At Mphasis Datalytyx we are obsessed with DataOps. We’ve spent a lot of time thinking and discussing all things DataOps, contributing to community projects such as #TrueDataOps and the DataOps Platform for Snowflake. As such we get asked a lot about what DataOps actually means and where it differs from DevOps? This is an absolutely valid question, but it is perhaps not the right question to ask, as it tends to pit DevOps and DataOps against each other.

The better question is: What issues does DataOps address that haven’t been catered for by traditional DevOps?

Before addressing the differences, let’s look at the similarities.

Philosophically speaking, with DevOps there is no real departure from Agile. DataOps and DevOps have a similar relationship in that, with DataOps there is no real departure, philosophically, from DevOps. If you zoom out they are all trying to achieve the same thing; Delivering high quality products or services early and continuously improving them through frequent iteration, all whilst keeping a laser sight on the customer.

Whilst Agile was born out of the software development industry it has become a domain independent philosophy that isn’t explicit about how to address all of the real-world issues that software development has encountered over the years, hence DevOps draws on the Agile philosophy and creates a domain specific set of tools & practices addressing these issues. DataOps draws on the Agile philosophy and the tools & practices of DevOps. It adds to or modifies these tools & practices when an issue that is especially relevant to the Data & Analytics domain isn’t addressed by traditional DevOps. There are many of these issues, but let’s talk about the main five.

5 Issues in the Domain of Data & Analytics

1. The Reliance on Realistic Test Data

What does this look like in the world of Data & Analytics?

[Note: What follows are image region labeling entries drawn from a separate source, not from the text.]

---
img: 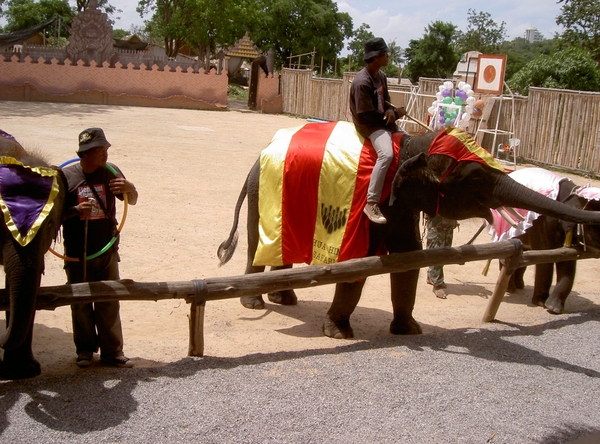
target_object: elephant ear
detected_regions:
[390,153,439,205]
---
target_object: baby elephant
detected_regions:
[492,168,600,314]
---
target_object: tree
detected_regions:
[556,0,600,63]
[500,37,558,80]
[251,0,352,69]
[2,0,74,32]
[404,20,460,83]
[456,9,507,54]
[346,23,375,71]
[507,46,600,95]
[75,0,118,17]
[136,0,197,57]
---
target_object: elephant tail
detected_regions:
[217,181,248,266]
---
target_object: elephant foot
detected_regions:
[240,296,265,310]
[544,298,565,314]
[323,316,354,339]
[531,294,548,307]
[268,290,298,305]
[506,279,517,293]
[515,276,525,290]
[0,350,42,380]
[390,318,423,335]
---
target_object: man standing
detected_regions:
[350,37,406,224]
[63,128,138,367]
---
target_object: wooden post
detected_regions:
[188,279,208,356]
[188,301,206,356]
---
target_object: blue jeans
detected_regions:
[367,129,394,204]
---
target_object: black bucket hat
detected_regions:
[77,128,110,154]
[364,37,390,62]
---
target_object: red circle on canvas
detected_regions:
[483,65,496,83]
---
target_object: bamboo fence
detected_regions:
[281,69,600,176]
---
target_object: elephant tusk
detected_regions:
[504,207,525,222]
[496,208,517,228]
[563,230,573,248]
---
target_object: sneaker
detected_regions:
[102,356,133,368]
[433,285,446,299]
[363,202,387,224]
[76,352,94,368]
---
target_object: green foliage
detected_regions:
[250,0,352,69]
[404,20,460,83]
[556,0,600,62]
[507,46,600,95]
[456,8,507,54]
[499,37,558,80]
[2,0,74,33]
[75,0,118,17]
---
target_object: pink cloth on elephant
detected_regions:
[488,168,568,242]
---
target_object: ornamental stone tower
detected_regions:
[66,0,116,65]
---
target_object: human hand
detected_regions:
[75,199,94,219]
[396,106,406,119]
[108,177,135,194]
[383,108,396,125]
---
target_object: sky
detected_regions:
[110,0,561,55]
[2,0,562,55]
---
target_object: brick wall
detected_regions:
[0,55,227,109]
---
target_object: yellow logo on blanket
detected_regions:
[254,122,363,266]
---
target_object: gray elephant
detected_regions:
[0,133,67,379]
[491,168,600,314]
[217,122,600,339]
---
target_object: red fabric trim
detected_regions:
[281,122,336,264]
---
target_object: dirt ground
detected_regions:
[0,102,600,374]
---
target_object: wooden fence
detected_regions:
[281,69,600,175]
[0,239,600,356]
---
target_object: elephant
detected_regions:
[217,121,600,339]
[0,132,67,379]
[491,168,600,314]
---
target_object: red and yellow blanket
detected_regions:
[254,122,502,266]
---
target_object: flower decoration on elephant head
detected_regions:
[427,80,476,130]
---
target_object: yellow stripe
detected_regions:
[0,157,59,247]
[448,128,505,173]
[312,122,364,264]
[253,125,304,265]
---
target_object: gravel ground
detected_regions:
[0,302,600,443]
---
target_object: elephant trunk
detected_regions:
[492,176,600,225]
[0,242,43,350]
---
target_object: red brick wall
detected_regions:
[0,55,227,108]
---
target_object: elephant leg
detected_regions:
[508,267,527,293]
[0,239,44,379]
[240,260,265,310]
[390,270,423,335]
[531,264,554,307]
[0,312,42,380]
[240,192,265,310]
[268,265,298,305]
[323,280,365,339]
[545,261,577,314]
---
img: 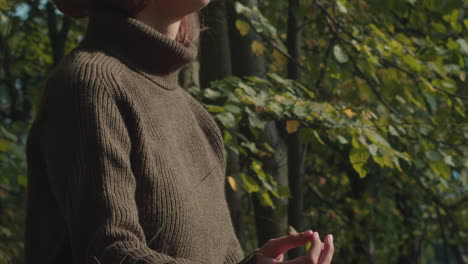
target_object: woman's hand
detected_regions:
[256,230,334,264]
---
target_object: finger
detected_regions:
[262,230,313,258]
[318,235,335,264]
[275,256,310,264]
[306,232,322,264]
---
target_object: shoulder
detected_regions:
[46,46,124,99]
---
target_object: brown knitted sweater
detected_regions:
[25,6,257,264]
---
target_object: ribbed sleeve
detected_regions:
[43,70,194,264]
[41,67,260,264]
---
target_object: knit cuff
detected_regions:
[238,248,260,264]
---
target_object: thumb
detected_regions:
[261,230,314,258]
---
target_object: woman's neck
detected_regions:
[135,1,181,39]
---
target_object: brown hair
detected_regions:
[52,0,200,44]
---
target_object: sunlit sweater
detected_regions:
[25,6,255,264]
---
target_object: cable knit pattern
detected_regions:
[25,5,258,264]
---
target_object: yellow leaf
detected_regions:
[228,176,237,192]
[236,19,250,36]
[345,108,356,118]
[270,50,288,72]
[286,120,300,134]
[251,40,265,56]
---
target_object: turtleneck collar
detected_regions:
[81,8,197,90]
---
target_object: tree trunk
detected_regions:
[228,0,287,247]
[200,1,245,245]
[287,0,304,259]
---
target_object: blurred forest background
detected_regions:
[0,0,468,264]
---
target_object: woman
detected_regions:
[25,0,333,264]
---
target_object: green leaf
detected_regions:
[349,148,369,178]
[424,150,442,161]
[457,38,468,56]
[207,105,225,113]
[216,112,236,128]
[259,191,275,208]
[333,45,349,63]
[336,0,348,14]
[241,173,260,193]
[0,139,11,152]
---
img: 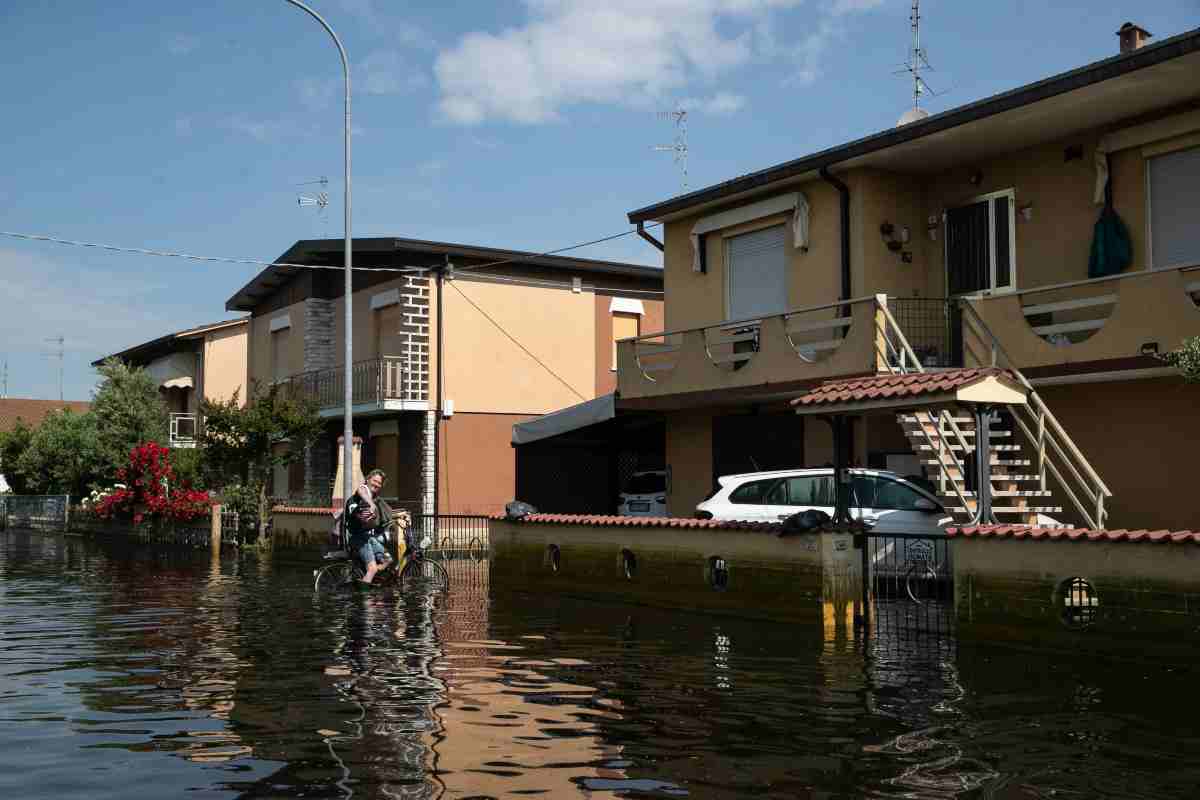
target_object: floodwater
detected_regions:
[0,531,1200,800]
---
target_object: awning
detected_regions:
[146,353,196,389]
[512,393,617,445]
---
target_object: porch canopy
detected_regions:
[792,367,1027,415]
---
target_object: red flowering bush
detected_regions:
[92,441,211,525]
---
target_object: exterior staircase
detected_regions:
[896,410,1062,525]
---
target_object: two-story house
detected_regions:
[226,237,662,515]
[618,25,1200,528]
[91,317,250,447]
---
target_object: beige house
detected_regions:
[618,26,1200,528]
[226,237,662,513]
[91,317,250,447]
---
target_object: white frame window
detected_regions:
[1144,146,1200,270]
[721,222,791,321]
[942,187,1016,296]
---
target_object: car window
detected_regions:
[871,477,928,511]
[787,475,834,506]
[730,479,779,505]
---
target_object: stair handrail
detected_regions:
[961,301,1112,529]
[875,295,979,525]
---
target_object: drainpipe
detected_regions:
[818,167,850,314]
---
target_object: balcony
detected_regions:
[617,266,1200,401]
[284,356,428,417]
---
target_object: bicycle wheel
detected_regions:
[312,561,356,594]
[400,559,450,591]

In the field of Software Development, it is entirely possible that a new feature can be developed, tested and deployed without the notion of “Test Data” ever being a part of the conversation*. This is not the case in the world of Data & Analytics.

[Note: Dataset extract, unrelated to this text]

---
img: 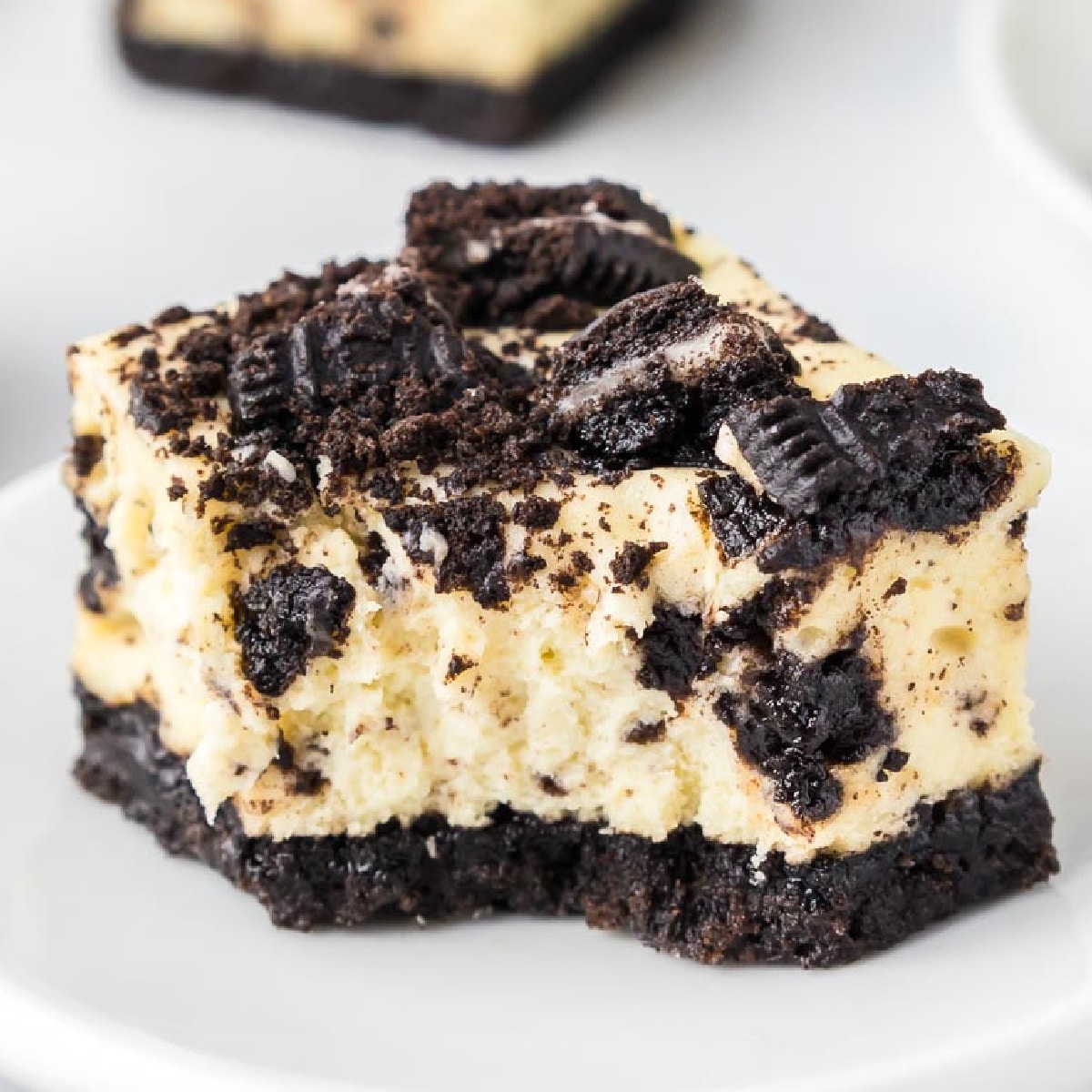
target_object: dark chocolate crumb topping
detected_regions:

If we generalize the components in a data platform, we can identify two key functions: data pipelines and data storage. A fully comprehensive and static data set is needed to develop and test any given data pipeline or storage mechanism. At the risk of explaining three (fairly) self-descriptive terms let me qualify that statement by defining ‘fully comprehensive’, ‘static’ and ‘sufficiently large’.

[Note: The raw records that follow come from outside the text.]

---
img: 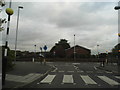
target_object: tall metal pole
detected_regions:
[97,45,99,59]
[74,34,76,61]
[14,6,23,63]
[2,0,13,85]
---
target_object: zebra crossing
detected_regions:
[40,74,120,86]
[6,73,42,83]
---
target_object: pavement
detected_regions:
[2,62,54,90]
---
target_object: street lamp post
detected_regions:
[2,0,13,85]
[14,6,23,63]
[97,45,99,59]
[74,34,76,61]
[114,1,120,65]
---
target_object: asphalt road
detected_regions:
[23,62,120,88]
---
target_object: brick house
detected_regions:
[65,45,91,58]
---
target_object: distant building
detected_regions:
[65,45,91,58]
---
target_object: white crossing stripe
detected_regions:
[80,75,97,84]
[58,71,65,72]
[63,75,73,83]
[98,76,119,85]
[115,76,120,79]
[6,73,42,83]
[6,74,23,82]
[41,75,56,83]
[67,71,74,72]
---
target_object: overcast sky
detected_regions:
[0,2,118,54]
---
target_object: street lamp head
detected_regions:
[114,6,120,10]
[18,6,23,9]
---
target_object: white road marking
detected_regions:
[40,75,56,84]
[6,73,42,83]
[77,71,84,73]
[115,76,120,79]
[58,71,65,72]
[67,71,74,72]
[62,75,73,83]
[98,76,119,85]
[86,71,93,73]
[51,68,57,72]
[106,71,112,73]
[72,63,80,65]
[94,66,97,70]
[80,75,97,84]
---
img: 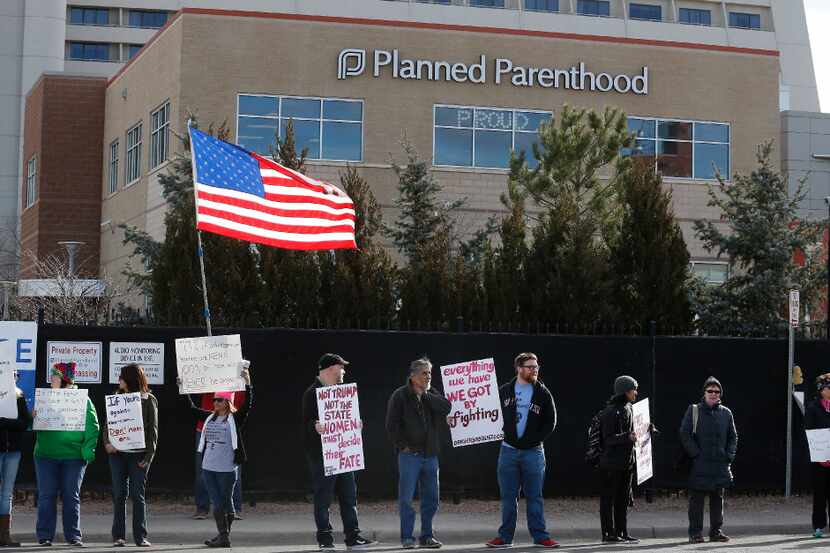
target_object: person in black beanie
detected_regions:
[680,376,738,543]
[599,375,639,543]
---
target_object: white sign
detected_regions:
[32,388,87,432]
[317,384,366,476]
[104,392,144,451]
[441,358,504,447]
[176,334,245,394]
[110,342,164,384]
[337,48,648,96]
[632,398,654,486]
[807,428,830,463]
[46,342,103,384]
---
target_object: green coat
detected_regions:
[35,398,101,463]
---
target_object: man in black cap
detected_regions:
[303,353,375,550]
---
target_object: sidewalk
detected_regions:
[13,497,811,546]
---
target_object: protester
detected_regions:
[103,363,158,547]
[184,361,253,547]
[599,375,639,543]
[486,353,559,548]
[680,376,738,543]
[0,371,32,547]
[386,357,452,549]
[33,363,100,547]
[302,353,375,550]
[804,373,830,538]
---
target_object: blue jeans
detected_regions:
[202,470,236,514]
[398,452,438,542]
[498,444,550,543]
[193,430,242,513]
[35,457,86,542]
[109,452,149,544]
[0,451,20,515]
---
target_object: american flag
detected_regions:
[190,128,356,250]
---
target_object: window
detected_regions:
[433,106,553,169]
[524,0,559,12]
[576,0,611,17]
[69,42,113,61]
[623,117,730,180]
[729,12,761,29]
[628,4,663,21]
[129,10,168,29]
[107,140,118,194]
[69,8,110,25]
[680,8,712,25]
[236,94,363,161]
[124,123,143,186]
[26,154,37,207]
[150,102,170,169]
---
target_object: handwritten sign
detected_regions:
[176,334,245,394]
[110,342,164,385]
[46,342,103,384]
[632,398,654,486]
[441,358,504,447]
[32,388,87,432]
[317,384,366,476]
[104,392,144,451]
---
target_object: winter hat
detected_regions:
[50,361,77,384]
[614,375,640,396]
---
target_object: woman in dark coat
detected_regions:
[680,376,738,543]
[804,373,830,538]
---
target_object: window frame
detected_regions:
[234,92,366,163]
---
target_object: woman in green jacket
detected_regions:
[34,363,100,547]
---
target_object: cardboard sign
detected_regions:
[441,358,504,447]
[32,388,87,432]
[46,342,103,384]
[110,342,164,384]
[176,334,245,394]
[632,398,654,486]
[317,384,366,476]
[104,392,144,451]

In the context of a data pipeline or storage mechanism, a test data set can be thought of as fully comprehensive if it contains a range of attributes or properties that allow for every element of functionality in the pipeline or storage mechanism to be tested. A trivial example would be a database table that needed to store some combination of strings, dates and integers; a test data set for this functionality could not possibly be fully comprehensive if it did not include a mix of strings, dates and integers (in the appropriate structure and format of course). Another clear example would be the volume of a data set in testing capacity or performance of your data platform.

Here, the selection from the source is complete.